Sin dai tempi dell’antico pensatore greco Aristotele, si è ipotizzato che esista una gerarchia dei sensi umani. La vista emerge come la più importante, poi l’udito, l’olfatto, il gusto e, infine, il tatto. Quando pensiamo alla storia culturale, magari visitando un museo o guardando l’arte classica, tendiamo a fare affidamento esclusivamente sui nostri occhi.
Tuttavia, l’olfatto, quando entra in gioco, può essere fortemente evocativo. Quindi forse è giusto che i ricercatori prestino molta più attenzione agli odori del passato. Ed è da questa considerazione che trova origine questa domanda, ad esempio: che odore aveva la vita di tutti i giorni 200 anni fa?
La maggior parte degli storici tendono a pensare che, poiché l’igiene non era quella di oggi, l’odore opprimente e persistente della vita sarebbe stato l’odore del corpo umano. La storica dell’arte Érika Wicky non ha mai messo in dubbio questa ipotesi fino a quando non ha sfogliato i giornali dell’epoca e ha iniziato a notare la pubblicità di vernici inodori. Le ricordava che gli smalti per unghie erano di solito sostanze chimiche estremamente potenti e maleodoranti. Questo l’ha portata a chiedersi quale odore doveva avere lo studio di un artista.
La ricerca
Wicky lavorava presso il Rhône-Alpes Historical Research Laboratory a Lione, in Francia. Un giorno, ha sentito parlare di un armadio per la miscelazione dei colori appartenuto al pittore francese Fleury Richard, che ha lavorato intorno alla fine del XIX secolo. Il mobile è stato conservato in ottime condizioni nelle viscere del Museo di Belle Arti di Lione. Era rifornito con oltre 100 pigmenti e materiali di altri artisti, ciascuno avvolto in carta, con note apposte di mano del pittore che dicevano cosa fosse ciascuno. “È un oggetto bello ma pericoloso“, ha detto Wicky. “Alcuni dei pigmenti contengono il 60% di arsenico.” Ma ha pensato che questo armadietto sarebbe stato un’ottima fonte per esplorare il profumo dello studio di un pittore.
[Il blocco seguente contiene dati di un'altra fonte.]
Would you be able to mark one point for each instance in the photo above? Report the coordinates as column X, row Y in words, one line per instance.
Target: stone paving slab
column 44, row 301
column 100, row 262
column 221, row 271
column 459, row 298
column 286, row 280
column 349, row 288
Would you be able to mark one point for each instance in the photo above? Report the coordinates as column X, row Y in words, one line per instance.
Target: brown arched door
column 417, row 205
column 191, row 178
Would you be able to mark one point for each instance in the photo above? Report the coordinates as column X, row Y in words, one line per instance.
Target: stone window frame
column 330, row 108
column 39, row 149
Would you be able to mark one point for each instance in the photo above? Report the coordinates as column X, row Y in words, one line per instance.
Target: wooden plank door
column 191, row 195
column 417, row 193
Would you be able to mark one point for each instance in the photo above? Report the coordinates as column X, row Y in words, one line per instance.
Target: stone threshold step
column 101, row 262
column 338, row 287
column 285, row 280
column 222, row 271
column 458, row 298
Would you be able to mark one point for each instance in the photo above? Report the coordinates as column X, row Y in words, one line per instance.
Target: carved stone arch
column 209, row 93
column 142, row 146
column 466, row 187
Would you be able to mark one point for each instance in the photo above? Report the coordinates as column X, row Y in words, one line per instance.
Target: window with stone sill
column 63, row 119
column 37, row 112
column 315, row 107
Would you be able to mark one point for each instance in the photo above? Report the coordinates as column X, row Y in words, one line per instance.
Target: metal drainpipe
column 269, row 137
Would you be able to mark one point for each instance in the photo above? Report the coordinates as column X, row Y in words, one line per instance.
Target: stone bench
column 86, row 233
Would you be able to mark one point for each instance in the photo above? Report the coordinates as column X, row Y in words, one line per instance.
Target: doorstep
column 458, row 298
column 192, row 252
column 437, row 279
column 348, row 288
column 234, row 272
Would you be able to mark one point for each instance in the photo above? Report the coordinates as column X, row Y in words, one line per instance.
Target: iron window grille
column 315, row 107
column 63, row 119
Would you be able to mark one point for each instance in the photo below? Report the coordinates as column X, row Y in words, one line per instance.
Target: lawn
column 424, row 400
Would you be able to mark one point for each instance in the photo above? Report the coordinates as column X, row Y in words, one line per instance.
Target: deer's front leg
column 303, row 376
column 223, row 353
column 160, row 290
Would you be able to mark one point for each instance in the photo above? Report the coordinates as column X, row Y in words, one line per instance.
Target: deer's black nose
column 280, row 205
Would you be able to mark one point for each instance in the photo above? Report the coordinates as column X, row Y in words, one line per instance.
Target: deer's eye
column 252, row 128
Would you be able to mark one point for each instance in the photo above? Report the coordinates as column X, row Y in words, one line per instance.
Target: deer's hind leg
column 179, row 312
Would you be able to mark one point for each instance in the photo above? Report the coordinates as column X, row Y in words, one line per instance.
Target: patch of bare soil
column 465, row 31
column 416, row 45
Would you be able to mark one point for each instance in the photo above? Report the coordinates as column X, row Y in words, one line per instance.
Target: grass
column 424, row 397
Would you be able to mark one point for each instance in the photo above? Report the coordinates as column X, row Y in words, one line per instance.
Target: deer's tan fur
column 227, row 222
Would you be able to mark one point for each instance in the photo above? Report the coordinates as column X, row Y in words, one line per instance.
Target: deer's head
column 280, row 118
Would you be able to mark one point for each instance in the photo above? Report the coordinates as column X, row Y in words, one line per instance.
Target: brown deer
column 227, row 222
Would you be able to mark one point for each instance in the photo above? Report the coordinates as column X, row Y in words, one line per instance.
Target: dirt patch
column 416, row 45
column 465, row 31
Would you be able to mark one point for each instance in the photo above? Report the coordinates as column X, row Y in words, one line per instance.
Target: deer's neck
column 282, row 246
Così Wicky ha avviato un progetto chiamato PaintOdor, con l’obiettivo di scoprire quali sarebbero stati gli odori dominanti nello studio di un pittore. Usando le prove dei materiali scritti dell’epoca, e la conoscenza di altri esperti, Wicky ha dimostrato che ci sono quattro odori principali che aleggiavano nell’aria dello studio di un pittore in quell’epoca.
Sono quelli di olio di lino e trementina, che venivano usati per mescolare i colori ad olio; una colla ricavata dalla pelle di coniglio, che veniva usata dipinta su tela per renderla più rigida; e vernice, che veniva applicata sul dipinto finito per proteggerlo.
Profumieri
Wicky ha collaborato con i profumieri dell’azienda svizzera di aromi e fragranze Givaudan per ricreare gli odori di questi materiali (alcuni dei prodotti chimici reali, come la trementina, sono troppo tossici per essere usati).
Il progetto è quello di dare ai visitatori un opuscolo per guidarli attraverso una mostra da cui possono rimuovere gli adesivi per annusare gli odori dei materiali degli artisti. Wicky sta ora finendo un libro sul suo progetto. E spera di continuare a studiare il ruolo dell’olfatto nella pittura classica.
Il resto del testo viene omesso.